What is a NH Power of Attorney?
Time to read min
Time to read min
If you're reading this post, it's likely someone told you that a family member may need a NH power of attorney. But you don't really know what a power of attorney is and you were too embarrassed to ask. Your reaction is totally normal - most people don't know what a power of attorney is. So let's explore this topic and figure out if a power of attorney is something your family member needs.
A power of attorney names two people - a principal and an agent. The principal is the person who thinks it is likely that now, or in the future, he will be unable to make important decisions. The agent is the person who the principal wants to make those decisions for him.
There are two types of important decisions the principal wants the agent to make for him - financial and health care. If the important decisions involve the principal's finances, then the power of attorney is call a power of attorney for financial affairs. If they involve the principal's health, it is called a power of attorney for health care.
These are two separate and distinct legal documents. That is, a principal could have a power of attorney for financial affairs and/or a power of attorney for health care. These documents are seldom, if ever, combined in a single legal document.
Both types of powers of attorney are governed by New Hampshire law. For financial affairs, the law is New Hampshire Revised Statutes Annotated Chapter 564-E. For health care, the law is NH RSA Chapter 137-J.
"If the important decisions involve the principal's finances, then the power of attorney is called a power of attorney for financial affairs."
So what financial and health care decisions are covered by each type of power of attorney? Let's find out.
In a financial power of attorney, the principal can choose which aspects of his/her finances to give the agent power over. The power of attorney typically contains a checklist of topics - banking, government benefits, property, retirement, investments, taxes, etc. - that describes in specific detail what the agent is allowed to do. The principal initials next to the topics he would like the agent to take over and leaves blank those areas that s/he still wants to manage himself/herself.
For health care, the power the principal gives to an agent can be broad: "I give my agent authority to make all health care decisions for me when I can't make these decisions myself." Or narrow: "I do not want my agent to authorize life sustaining treatment if I am actively dying, permanently unconscious, or suffering from a life-limiting, incurable and progressive condition." Again, the principal typically will initial next to specific sections s/he wants to include in the power of attorney while leaving blank other sections s/he wants to maintain control over.
So now that you have a basic understanding of what a power a power of attorney is, let's answer some of the most frequently asked questions clients ask me.
For a financial power of attorney, an agent usually begins acting for a principal immediately. However, New Hampshire law allows a principal to wait until he is found to be incapacitated by a doctor for the agent's authority to begin. By contrast, an agent in a health care power of attorney typically doesn't make decisions for a principal until the principal is found to be incapacitated by a doctor.
No. A principal cannot make changes to either type of power of attorney after it is signed.

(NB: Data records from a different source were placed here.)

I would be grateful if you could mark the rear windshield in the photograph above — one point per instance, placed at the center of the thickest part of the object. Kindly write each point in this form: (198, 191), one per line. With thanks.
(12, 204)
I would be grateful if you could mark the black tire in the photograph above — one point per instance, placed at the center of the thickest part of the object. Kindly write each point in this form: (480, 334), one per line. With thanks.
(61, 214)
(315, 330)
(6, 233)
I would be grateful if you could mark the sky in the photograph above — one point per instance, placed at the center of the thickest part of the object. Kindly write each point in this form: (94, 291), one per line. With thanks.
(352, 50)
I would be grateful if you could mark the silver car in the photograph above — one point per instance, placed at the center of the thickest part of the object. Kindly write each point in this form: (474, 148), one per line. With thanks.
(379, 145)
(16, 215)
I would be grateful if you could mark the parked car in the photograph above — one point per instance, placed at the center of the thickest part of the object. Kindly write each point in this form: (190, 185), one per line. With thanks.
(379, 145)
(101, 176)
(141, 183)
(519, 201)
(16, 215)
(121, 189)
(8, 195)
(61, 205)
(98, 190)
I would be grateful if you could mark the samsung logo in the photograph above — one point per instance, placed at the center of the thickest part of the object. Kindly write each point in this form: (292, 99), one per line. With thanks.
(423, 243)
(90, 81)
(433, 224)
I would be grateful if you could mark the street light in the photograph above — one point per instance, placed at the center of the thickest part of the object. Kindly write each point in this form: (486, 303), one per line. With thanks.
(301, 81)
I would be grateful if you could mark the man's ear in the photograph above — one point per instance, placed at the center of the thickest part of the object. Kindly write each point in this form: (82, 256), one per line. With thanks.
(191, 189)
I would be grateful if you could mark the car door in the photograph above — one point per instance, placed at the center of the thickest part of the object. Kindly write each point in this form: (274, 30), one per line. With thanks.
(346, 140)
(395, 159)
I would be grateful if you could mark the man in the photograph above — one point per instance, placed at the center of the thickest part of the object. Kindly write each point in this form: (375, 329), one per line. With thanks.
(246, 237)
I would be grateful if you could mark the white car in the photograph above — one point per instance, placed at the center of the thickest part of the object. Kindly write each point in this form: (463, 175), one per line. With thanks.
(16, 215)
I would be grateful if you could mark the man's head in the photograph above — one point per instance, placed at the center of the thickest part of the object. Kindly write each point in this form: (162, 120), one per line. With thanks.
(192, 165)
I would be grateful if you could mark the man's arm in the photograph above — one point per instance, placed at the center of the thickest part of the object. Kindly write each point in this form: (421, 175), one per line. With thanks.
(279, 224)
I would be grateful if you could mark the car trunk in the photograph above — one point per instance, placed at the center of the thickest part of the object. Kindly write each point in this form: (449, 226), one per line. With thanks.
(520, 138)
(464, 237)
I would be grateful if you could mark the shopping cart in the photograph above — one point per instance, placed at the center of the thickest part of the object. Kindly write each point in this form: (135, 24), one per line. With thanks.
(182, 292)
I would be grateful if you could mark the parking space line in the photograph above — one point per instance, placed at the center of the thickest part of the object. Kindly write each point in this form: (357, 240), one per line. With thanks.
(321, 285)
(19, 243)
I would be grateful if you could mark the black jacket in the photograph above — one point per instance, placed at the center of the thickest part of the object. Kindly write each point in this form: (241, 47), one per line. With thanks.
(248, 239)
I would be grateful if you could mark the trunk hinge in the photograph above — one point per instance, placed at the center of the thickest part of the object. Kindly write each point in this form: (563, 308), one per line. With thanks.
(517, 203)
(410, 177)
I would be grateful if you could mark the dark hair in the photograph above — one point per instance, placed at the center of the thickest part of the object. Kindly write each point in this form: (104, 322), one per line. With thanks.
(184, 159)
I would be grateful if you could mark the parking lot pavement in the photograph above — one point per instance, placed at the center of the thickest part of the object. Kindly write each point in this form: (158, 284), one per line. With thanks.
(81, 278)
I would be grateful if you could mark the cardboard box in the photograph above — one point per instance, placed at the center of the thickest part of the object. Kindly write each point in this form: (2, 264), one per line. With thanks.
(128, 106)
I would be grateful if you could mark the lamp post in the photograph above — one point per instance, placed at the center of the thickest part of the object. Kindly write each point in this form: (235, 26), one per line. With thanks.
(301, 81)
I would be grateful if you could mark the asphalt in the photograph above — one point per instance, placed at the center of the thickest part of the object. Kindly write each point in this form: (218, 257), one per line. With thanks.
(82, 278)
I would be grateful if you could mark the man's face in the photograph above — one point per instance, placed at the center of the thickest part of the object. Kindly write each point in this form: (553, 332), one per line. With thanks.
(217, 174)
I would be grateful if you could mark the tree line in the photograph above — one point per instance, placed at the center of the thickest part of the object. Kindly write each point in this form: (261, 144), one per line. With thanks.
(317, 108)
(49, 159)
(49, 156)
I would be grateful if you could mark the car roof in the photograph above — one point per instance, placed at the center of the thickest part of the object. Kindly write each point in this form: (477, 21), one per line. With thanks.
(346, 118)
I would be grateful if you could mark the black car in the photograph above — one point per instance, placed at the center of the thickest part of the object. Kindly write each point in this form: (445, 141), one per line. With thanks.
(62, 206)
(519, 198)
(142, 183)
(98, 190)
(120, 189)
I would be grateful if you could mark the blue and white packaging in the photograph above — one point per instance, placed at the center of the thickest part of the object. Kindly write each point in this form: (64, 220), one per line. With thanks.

In order to make changes, a principal must revoke his power of attorney and then create a new one with the changes included.
Yes. A principal can revoke a power of attorney at any time time, so long as he has the capacity to do so. A principal typically cannot revoke a power of attorney after he is incapacitated. The definition of incapacity is governed by New Hampshire law and varies depending on whether the power of attorney is financial or health care.